Chapter 3 Exam 2

Cards (35)

  • Assimilation: incorporation of new information into schemes, gives meaning to content
  • Accommodation: adjustment, change, modification of existing scheme
  • Scheme: general psychological structure
  • Sensorimotor stage:
    • here and now
    • differentiation and coordination of action schemes
    • practical intelligence
    • development of object permanence
  • Language: the principal method of human communication, consisting of words used in a structured and conventional way and conveyed by speech, writing, or gesture
  • Characteristics of human language:
    • Arbitrariness
    • Productivity (infinite generativity)
    • Semanticity
    • Displacement
    • Rule governed
  • Phonology: level on which a language's sound system is described
    • studies the rules for combining sounds to make words, and the use of stress and intonation in spoken sentence
  • Phoneme: smallest unit of sound which signal a difference in meaning
  • Syntax: acceptable ways of combining words to form phrases and sentences
    • in any system of syntax, individual words belong to a particular form class (noun, verb, adjective)

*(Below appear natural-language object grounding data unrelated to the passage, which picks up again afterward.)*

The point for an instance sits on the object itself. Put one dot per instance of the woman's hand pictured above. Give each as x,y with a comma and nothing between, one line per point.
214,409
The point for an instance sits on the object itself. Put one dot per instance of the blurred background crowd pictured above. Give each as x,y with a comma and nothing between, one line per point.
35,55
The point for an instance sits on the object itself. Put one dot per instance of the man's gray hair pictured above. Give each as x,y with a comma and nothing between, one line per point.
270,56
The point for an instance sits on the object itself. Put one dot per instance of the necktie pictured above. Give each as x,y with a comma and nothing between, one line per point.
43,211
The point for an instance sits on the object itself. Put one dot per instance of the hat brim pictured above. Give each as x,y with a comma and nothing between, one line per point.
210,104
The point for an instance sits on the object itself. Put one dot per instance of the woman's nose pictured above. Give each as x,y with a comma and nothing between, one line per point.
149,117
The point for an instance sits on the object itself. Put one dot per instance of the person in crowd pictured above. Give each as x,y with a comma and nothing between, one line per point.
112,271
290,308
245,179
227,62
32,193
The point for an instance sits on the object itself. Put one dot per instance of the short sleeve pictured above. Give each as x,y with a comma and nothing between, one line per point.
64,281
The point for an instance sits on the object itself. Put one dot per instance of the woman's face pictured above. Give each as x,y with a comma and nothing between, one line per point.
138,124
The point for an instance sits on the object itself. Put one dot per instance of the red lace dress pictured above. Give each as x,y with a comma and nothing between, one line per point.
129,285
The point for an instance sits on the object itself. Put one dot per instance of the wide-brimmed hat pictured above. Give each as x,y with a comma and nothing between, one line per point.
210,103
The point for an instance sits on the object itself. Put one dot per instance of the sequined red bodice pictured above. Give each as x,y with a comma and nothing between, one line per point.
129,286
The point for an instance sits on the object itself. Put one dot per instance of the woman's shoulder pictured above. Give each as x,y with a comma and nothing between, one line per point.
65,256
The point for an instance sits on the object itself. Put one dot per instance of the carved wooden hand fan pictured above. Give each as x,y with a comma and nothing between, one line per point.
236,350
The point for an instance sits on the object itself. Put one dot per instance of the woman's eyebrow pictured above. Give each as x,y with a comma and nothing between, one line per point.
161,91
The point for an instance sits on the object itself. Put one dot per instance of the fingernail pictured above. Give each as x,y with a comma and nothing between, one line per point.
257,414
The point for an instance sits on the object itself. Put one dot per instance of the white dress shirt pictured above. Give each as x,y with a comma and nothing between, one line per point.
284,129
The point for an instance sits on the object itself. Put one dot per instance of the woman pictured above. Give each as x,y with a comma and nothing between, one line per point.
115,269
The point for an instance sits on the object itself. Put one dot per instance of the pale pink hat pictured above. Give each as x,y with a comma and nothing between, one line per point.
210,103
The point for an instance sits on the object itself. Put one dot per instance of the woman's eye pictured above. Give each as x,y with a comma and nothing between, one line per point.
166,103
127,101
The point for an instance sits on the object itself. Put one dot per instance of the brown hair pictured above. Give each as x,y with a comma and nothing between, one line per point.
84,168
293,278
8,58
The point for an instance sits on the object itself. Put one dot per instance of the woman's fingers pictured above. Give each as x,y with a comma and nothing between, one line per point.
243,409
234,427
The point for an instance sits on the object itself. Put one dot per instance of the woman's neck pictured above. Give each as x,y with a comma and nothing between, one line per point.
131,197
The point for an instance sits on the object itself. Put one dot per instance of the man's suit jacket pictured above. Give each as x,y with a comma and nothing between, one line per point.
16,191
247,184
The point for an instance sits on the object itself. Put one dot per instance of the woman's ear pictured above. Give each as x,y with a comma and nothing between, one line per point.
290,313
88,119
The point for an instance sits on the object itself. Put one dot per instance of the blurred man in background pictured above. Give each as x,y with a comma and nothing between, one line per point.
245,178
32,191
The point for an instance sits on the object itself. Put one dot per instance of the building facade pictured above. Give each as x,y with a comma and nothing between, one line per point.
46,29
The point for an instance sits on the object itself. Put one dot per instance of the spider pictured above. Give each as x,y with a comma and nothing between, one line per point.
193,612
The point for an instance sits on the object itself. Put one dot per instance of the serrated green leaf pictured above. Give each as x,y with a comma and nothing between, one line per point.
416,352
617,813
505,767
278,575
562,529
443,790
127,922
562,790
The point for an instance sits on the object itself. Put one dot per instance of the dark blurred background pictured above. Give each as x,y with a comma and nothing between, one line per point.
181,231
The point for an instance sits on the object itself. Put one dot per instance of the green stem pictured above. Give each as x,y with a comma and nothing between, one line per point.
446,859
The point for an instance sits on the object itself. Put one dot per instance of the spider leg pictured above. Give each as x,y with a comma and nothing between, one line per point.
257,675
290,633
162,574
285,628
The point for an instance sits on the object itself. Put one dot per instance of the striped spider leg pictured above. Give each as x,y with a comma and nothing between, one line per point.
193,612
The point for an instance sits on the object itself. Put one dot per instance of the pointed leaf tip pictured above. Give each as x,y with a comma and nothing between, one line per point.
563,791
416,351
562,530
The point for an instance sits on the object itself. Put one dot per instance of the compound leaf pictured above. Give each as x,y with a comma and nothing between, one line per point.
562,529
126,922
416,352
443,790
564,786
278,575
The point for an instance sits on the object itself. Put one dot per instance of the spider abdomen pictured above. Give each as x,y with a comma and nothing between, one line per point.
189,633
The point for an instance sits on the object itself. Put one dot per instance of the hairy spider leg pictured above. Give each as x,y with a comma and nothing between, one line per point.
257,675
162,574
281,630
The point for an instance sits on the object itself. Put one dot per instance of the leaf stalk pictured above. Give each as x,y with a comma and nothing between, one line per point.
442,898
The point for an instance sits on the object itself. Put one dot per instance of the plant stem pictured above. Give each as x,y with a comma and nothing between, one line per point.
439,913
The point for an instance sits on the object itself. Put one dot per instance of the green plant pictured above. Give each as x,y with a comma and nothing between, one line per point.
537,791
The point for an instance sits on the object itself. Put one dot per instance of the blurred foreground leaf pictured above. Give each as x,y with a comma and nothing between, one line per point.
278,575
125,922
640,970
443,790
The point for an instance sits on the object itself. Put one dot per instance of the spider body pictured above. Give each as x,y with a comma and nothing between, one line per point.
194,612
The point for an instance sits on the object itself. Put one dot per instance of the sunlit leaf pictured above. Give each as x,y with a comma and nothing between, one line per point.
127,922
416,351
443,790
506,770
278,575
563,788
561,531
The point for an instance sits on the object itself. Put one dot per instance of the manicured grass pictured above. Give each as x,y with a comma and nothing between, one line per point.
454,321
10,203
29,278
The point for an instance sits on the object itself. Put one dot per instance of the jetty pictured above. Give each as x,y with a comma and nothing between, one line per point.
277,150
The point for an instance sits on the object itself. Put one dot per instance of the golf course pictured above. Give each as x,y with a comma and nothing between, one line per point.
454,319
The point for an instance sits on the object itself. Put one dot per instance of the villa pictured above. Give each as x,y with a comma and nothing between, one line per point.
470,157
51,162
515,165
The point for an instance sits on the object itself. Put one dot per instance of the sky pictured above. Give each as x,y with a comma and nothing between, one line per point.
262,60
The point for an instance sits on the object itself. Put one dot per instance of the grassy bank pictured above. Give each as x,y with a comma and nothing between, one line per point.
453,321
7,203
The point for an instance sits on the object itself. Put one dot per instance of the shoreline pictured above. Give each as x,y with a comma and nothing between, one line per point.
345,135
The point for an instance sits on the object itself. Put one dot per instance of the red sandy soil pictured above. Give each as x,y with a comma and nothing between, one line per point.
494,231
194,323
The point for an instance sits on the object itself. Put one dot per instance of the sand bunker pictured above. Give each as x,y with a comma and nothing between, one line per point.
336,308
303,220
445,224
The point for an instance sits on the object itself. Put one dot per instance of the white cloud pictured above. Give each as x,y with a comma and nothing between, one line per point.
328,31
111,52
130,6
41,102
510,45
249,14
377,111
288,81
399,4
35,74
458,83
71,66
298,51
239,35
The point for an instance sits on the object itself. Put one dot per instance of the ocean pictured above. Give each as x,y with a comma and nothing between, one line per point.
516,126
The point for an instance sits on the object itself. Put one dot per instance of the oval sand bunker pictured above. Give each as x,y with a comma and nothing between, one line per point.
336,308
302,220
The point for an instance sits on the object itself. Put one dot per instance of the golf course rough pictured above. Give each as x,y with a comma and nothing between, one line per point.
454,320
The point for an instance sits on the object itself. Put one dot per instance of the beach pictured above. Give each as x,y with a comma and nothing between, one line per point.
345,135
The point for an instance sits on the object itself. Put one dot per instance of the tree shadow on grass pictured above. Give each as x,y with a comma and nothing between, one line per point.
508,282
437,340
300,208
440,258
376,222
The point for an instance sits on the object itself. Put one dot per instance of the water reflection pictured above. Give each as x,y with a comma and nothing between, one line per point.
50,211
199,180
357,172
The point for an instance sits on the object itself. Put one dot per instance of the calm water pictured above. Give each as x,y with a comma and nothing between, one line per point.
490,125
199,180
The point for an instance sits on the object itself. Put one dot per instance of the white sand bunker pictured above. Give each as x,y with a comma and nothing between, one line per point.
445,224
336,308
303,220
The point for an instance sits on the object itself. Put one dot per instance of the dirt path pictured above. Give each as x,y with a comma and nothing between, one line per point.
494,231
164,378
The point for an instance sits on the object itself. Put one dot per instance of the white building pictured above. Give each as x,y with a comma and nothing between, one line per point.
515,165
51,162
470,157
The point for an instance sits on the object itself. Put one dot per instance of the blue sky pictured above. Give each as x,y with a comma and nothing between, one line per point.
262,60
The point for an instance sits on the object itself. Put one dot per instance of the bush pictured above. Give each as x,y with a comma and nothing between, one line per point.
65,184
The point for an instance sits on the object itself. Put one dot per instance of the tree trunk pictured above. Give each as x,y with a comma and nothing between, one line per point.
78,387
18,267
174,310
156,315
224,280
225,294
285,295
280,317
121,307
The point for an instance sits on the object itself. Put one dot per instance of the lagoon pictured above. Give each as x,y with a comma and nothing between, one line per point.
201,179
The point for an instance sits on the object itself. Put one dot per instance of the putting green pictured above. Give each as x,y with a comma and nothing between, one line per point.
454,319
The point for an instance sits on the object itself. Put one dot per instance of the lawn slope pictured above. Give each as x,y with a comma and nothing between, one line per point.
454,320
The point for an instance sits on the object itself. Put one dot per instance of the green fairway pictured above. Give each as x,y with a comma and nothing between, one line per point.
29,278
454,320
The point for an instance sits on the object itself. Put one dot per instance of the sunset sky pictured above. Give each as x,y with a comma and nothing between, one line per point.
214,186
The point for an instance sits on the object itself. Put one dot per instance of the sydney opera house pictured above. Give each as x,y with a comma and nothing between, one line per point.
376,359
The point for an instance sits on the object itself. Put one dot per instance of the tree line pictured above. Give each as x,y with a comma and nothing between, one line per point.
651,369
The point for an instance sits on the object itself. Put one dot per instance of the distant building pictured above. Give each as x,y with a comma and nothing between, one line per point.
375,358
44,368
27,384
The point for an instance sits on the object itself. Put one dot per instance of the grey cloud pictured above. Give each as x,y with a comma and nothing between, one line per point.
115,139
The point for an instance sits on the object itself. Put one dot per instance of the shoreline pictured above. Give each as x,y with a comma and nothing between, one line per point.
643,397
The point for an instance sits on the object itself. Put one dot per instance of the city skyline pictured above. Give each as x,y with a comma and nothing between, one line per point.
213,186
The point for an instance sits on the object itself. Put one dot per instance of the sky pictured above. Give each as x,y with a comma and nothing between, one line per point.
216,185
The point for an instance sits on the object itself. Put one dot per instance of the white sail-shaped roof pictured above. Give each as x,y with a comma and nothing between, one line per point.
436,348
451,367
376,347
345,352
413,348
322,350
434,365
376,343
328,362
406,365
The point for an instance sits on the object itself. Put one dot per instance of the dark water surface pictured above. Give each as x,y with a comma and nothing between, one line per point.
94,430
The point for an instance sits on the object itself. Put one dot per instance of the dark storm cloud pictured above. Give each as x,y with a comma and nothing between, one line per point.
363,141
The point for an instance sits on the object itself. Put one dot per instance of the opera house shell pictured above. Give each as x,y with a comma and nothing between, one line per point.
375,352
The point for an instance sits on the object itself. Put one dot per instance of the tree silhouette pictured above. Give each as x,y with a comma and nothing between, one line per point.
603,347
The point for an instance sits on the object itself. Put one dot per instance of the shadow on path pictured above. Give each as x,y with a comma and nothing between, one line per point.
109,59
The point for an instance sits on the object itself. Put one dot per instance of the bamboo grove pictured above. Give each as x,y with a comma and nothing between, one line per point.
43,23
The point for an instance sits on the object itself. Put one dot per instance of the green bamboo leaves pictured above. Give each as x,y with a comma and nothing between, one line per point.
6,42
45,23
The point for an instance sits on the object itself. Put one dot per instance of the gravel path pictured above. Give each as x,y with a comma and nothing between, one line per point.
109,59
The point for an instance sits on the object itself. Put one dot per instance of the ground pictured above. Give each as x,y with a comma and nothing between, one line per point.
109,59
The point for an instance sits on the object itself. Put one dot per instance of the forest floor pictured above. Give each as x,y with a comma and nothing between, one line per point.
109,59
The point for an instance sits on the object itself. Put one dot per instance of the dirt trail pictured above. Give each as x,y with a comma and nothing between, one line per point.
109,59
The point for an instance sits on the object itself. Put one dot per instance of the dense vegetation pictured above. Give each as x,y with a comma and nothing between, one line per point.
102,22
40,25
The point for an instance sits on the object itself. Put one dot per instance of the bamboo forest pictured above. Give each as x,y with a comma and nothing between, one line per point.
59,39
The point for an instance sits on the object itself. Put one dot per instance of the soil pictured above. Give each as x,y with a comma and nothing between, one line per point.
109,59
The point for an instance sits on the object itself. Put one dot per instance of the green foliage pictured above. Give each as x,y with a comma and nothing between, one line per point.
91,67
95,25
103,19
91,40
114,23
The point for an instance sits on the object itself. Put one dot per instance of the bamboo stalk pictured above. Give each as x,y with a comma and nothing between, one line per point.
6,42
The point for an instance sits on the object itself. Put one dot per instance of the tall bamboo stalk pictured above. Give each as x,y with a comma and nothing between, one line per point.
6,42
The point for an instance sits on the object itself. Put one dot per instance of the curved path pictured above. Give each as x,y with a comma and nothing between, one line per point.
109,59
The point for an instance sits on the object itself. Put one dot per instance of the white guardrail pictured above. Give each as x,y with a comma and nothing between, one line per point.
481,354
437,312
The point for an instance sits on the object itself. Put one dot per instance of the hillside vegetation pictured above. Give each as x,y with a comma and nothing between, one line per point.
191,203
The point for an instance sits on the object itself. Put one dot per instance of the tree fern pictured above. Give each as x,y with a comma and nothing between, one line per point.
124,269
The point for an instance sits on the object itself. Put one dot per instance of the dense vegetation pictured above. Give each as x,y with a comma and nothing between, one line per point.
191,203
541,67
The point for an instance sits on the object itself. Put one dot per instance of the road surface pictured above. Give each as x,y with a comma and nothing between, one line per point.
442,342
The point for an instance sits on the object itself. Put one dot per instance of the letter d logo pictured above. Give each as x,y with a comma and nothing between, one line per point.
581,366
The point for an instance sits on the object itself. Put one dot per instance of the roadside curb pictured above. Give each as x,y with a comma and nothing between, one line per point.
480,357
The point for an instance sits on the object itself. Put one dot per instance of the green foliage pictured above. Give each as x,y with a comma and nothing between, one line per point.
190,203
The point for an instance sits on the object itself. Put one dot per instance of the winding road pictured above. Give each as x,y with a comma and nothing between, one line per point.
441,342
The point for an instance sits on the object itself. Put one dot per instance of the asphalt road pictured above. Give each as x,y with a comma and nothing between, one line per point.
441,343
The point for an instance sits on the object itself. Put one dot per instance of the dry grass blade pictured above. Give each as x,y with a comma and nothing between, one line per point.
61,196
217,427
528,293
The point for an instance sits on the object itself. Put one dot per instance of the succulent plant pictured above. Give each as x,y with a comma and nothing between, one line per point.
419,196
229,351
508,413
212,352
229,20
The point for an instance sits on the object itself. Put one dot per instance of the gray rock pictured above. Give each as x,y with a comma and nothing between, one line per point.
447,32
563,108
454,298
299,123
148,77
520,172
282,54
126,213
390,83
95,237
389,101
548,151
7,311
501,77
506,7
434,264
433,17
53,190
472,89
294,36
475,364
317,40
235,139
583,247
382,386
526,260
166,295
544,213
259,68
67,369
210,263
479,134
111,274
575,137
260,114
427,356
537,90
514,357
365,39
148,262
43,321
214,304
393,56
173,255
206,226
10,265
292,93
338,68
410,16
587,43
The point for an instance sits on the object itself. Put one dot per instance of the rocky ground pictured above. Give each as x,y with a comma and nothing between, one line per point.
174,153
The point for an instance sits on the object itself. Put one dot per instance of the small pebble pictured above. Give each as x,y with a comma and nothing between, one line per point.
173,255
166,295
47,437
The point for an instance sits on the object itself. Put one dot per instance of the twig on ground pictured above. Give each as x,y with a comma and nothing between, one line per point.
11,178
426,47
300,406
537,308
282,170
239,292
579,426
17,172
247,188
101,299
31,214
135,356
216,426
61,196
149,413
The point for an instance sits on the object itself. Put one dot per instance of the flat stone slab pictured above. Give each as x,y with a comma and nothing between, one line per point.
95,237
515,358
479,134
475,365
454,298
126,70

    • syntax rules govern how phrases are formed
    • morphology + syntax = grammar
  • Morphology: the rules for combining morphemes to form words or to modify word meanings
    • Morpheme: smallest unit that carry meaning
    • Grammatical morpheme: specific morphemes that carry little meaning but that change the meaning of words and sentences in a systematic way
  • Grammar: admissable combinations and constructions in language
  • Semantics: the meaning of words and sentences
    Pragmatics: rules that dictate the way language is used to accomplish social ends
  • Main theories of language learning:
    1. Behaviourism
    2. Nativism
    3. Interactivist view
  • Behaviorism:
    • language is learned according to the same laws as all other types of behaviors (imitations, association, shaping)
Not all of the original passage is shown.